What Puerto Rico’s New Education Reform Bill Says About School Choice

The past few weeks have been a whirlwind for education in Puerto Rico.

On April 30, U.S. Secretary of Education Betsy DeVos announced a $589 million congressional package to aid Puerto Rico’s Department of Education following the destruction of Hurricanes Irma and Maria. Then, thousands of protestors—including a large contingent of teachers—demonstrated in May Day protests.

The source of the turmoil:  austerity and reform.

The Puerto Rican government enacted an island-wide education reform law that would allow for the creation of charter schools and school vouchers, the former beginning in the coming school year and the latter launching in 2018–19. It also declared it would make changes to public pensions and permanently close 283 schools across the island because of storm damage and steep enrollment drops that happened when thousands of students fled the hurricanes last year. The Department of Education dropped that number to 266 last week after hearing concerns from teachers and community leaders.

Even before last year’s devastating storms, Puerto Rico had been hemorrhaging students.

In 2007, Puerto Rico had roughly 1,500 schools and half a million students. In the years that followed, a crippling recession drove an average of 20,000 students per year (and many of their families) away from Puerto Rico—mostly to the U.S. mainland. Today, the island’s single-district education system is down to 322,000 students, after beginning the school year with roughly 360,000.

With new circumstances come new strategies. Puerto Rico’s Education Secretary Julia Keleher saw a need for education reform and spearheaded these major changes, including the first raise Puerto Rico’s teachers have received in a decade. Though the island will forge its own path to improvement, it is attempting to take lessons from education reform efforts in cities and states on the mainland. Major components of the legislation include updating her department and allowing more control at the local level for schools.
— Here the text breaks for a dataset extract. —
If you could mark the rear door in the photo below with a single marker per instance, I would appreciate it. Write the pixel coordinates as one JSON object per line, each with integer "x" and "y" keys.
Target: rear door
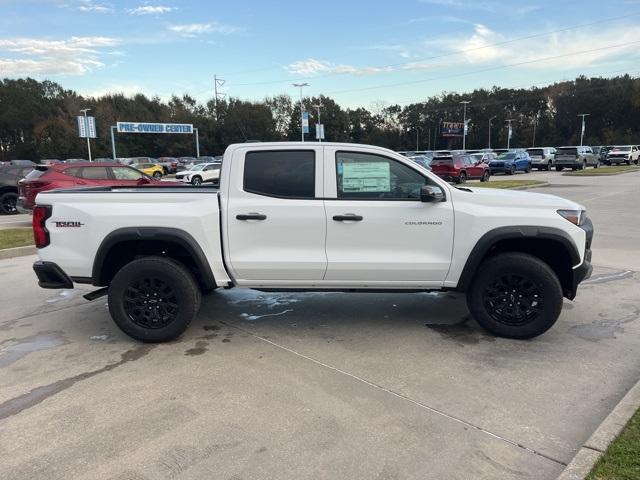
{"x": 378, "y": 230}
{"x": 275, "y": 218}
The bill also allows parents to have more control of their children’s educational experiences. Here’s what the legislation says about what Puerto Rico’s potential new voucher program can do.

 

Student Funding

Puerto Rico’s Department of Education allocated roughly $6,400 per student before Irma and Maria. That’s on the low end compared to what other states allocate, and Puerto Rico’s school system doesn’t take in the same level of local funds that make up a large share of mainland public school funding. It also pales in comparison to the total amount of funds students receive in districts like New York City, Miami and Montgomery County, Maryland, where a large number of Puerto Rican families are flocking.
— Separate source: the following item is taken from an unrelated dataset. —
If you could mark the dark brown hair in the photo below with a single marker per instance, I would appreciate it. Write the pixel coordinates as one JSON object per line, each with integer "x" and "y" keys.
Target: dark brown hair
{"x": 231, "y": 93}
Under the new education law, vouchers for private schools may not exceed 70 percent of that amount— which could be approximately $4,480 based off recent data. For added context, vouchers for intradistrict public school choice, a key component of the school choice section, can be worth 50 percent more than private school vouchers. The program also allows gifted high school students, whether they attend public or private schools, to take courses at universities as part of their secondary school enrollment.

 

Student Eligibility

Students must first be enrolled in public or charter schools for two years prior to qualifying for a private school voucher, meaning students may join the program in the second grade at the earliest. Because participation in the program is capped, Puerto Rico’s legislature prioritized in their voucher criteria low-income students, students adopted or in foster care, students who are victims of bullying or sexual harassment and gifted students. The Puerto Rico Department of Education has yet to clarify exactly how those students will be prioritized. Notably, almost half of all Puerto Ricans meet the federal definitions of “poverty.”

 

Other Rules and Regulations

 

  • Total program enrollment is capped at 3 percent of Puerto Rico’s total student population— approximately 9,600 students based off recent enrollment data—during the first year, although that can rise to 5 percent in later years.
  • All students participating in the program must demonstrate satisfactory academic progress and/or a considerable improvement in their cognitive skills in order to retain eligibility.
  • No more than 2 percent of the program’s budget may be used for administrative purposes.

 

It’s important to note that the island’s Department of Education has a lot of discretion in its roll-out and administration of the voucher program. Issues like the number of vouchers, funding mechanisms, regulations and program evaluation are still to be determined.

To most, Puerto Rico’s predicament, especially in education, is less than ideal. With system-wide debt, lagging test scores and an outdated bureaucracy, that was true even before Maria. But, as Secretary Keleher has recognized, education reform and school choice on the island can help build the framework for future success.

“We’re not looking to go crazy,” Keleher said in February, when the reform legislation was being introduced. “This is super important: I’m not privatizing education. It’s not New Orleans all over again. I have no intention of creating union issues. But what I do think is fair for kids is to give them more options.”